The holidays can be a precarious time of year. If you’re anything like many Canadians, you’ve been steeped in cheery messages since November 1st, encouraging coming together with family and friends, and opening your wallet to take advantage of the many deals to be had on the open market. For nearly two full months you’ve been reminded of the stock our culture places on spending both money and time on/with those who are meant to matter most.
But what if your life doesn't mirror that narrative? What if the expectation to buy gifts doesn’t fit with your budget or your values? What if it brings you great distress to spend that highly focused time with your family of origin? For a wide variety of reasons, the holidays can be the hardest time of the year for some.
In this post I’ll share some of the strategies that people who struggle over the holiday season have shared with me. Of course, these strategies are context-bound – responses to particular situations – but I believe they can be easily adapted to fit within other circumstances. My hope is that they can be helpful to others, as they have been helpful to those who first shared them with me.
1. Know When to Set Boundaries
Many people find it upsetting to spend focused time with family members who say and do things that are uncomfortable for others to be around. Whether it’s saying hurtful or otherwise problematic statements, drinking excessively and acting brashly, making passive-aggressive comments, or being judgmental – being around family members who act in these ways can come close to ruining the holiday time.
I’ve spoken with several people who have shared how helpful it can be to set clear limits when people act in these ways. If it feels safe, some will tell family members directly that their behaviour is upsetting for them, hoping that they will use that as a cue to make changes. However, being direct isn’t always the best response – especially if you sense that the other person may act more aggressively or make matters worse. In cases like these, folks have shared how they set boundaries in more subtle ways. This might look like retiring to bed early, spending more time with people who feel safer and more comfortable, or making plans that allow for an exit strategy.
Setting boundaries in assertive ways can help when the other person is likely to be respectful, but more covert strategies may be appropriate when others are likely to respond in problematic ways.
2. Seek Support
When things aren’t right with family over the holidays, many people feel understandably discouraged and alone. This makes sense: for the two months leading up to the end of December, we’re surrounded by images of happy families opening gifts and sharing laughter. If our realities don’t fit with those cultural expectations, it’s conceivable that we might feel alienated. For some, the sense of alienation and isolation is as bad or worse than the initial struggles with family.

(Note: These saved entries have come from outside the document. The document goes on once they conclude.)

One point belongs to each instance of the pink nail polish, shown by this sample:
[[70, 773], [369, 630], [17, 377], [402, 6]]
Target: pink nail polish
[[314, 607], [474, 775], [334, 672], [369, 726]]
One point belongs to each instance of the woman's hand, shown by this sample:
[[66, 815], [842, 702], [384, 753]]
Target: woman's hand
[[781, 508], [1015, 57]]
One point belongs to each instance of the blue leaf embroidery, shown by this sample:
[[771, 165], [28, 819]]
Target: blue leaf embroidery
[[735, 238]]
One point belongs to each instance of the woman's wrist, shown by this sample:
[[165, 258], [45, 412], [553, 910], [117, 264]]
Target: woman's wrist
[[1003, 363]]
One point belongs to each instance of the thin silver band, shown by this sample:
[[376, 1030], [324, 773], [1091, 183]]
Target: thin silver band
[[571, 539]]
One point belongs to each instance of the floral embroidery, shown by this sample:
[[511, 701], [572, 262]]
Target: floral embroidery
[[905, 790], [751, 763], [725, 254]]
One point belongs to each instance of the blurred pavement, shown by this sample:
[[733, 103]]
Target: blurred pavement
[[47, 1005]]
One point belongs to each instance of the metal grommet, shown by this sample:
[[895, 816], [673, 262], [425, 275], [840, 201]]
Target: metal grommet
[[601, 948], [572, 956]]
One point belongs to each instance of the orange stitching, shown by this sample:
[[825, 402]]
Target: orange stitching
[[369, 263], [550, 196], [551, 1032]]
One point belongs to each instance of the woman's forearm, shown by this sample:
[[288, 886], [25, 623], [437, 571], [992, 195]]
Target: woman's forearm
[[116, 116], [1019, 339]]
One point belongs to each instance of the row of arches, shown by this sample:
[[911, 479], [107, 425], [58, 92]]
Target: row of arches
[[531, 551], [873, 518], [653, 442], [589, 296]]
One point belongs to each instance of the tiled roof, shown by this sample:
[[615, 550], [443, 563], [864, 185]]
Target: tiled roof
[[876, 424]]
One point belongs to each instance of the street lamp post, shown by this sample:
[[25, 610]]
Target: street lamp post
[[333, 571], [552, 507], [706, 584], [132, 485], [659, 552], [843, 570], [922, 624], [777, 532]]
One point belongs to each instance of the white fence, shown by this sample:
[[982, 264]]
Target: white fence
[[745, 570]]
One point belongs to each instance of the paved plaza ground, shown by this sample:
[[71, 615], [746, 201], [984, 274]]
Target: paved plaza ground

For this reason, insiders have shared how seeking good support is especially important at this time of year. The sense of isolation that comes with these circumstances can have a direct relationship to what some call “holiday depression”. The folks who have shared this knowledge with me have explained how supportive relationships with others can make a world of difference by helping us stay mindful of the good things in our lives. This awareness contrasts the strong sense of negativity that can come from histories of difficult family interactions.
By seeking support when we feel upset about family dynamics over the holidays, we can maintain a closer relationship to hope and more positive connections with other people. This can help offset the sense of bleakness we might otherwise feel.
3. Have Allies
When two or more people in a family find something about spending time as a whole difficult or painful, it can help if they band together. People have shared with me how having other family members present who feel similarly about the situation can offer reprieve, comfort, and support. For example, one young woman described how her two siblings shared her sense of upset in response to their father’s drinking over the holidays. She explained how the three of them would talk about their feelings on the matter, and how they’d act in subtle supportive ways when their father would do or say something upsetting.
While outside support can certainly be a welcome resource, having others in the fold who “get it” can be a great source of validation when family members act in problematic ways over the holidays.
4. Do Self-Care
Spending time in close proximity with others whose behaviours are challenging can make it feel like you’re in a pressure cooker. In these circumstances, it’s common for people’s stress levels to rise and their sense of wellbeing to decrease. That’s why doing things that help sustain and restore your energy can be vitally important.
Doing self-care can certainly relate to the three points above, as well as other more private practices. For example, one man described how he would make time to write in his journal over the holidays when he was staying with his parents. This helped him to collect his thoughts and feel grounded. Others have affirmed how yoga and meditation practices help them get through adverse family interactions over the holidays. I encourage people to do whatever they believe will help them to feel better in or after the situation, while aligning with their highest self-interest. For some, this might mean choosing to go for a walk to decompress, rather than consuming alcohol or other substances, which they might feel worse about doing in the bigger picture.
When times are tough over the holidays, doing things to pick you up and nourish you can make a noticeable difference.
"This Too Shall Pass"
When time with family feels insufferable, it can be helpful to remember that that time has a very short shelf life within the scope of a year. Reassuring yourself that even though it’s challenging, you know you can make it through, can make a difference when things feel really tough. I like the insider knowledge described above because it can serve as a survival kit through difficult circumstances. By setting boundaries, seeking solid support, having allies you can count on, and doing self-care practices, we can increase our abilities to make it through difficult family interactions at this precarious time of year.
What strategies do you use when you come up against challenges over the holidays?
What do you think could help others who struggle with family issues at holiday times?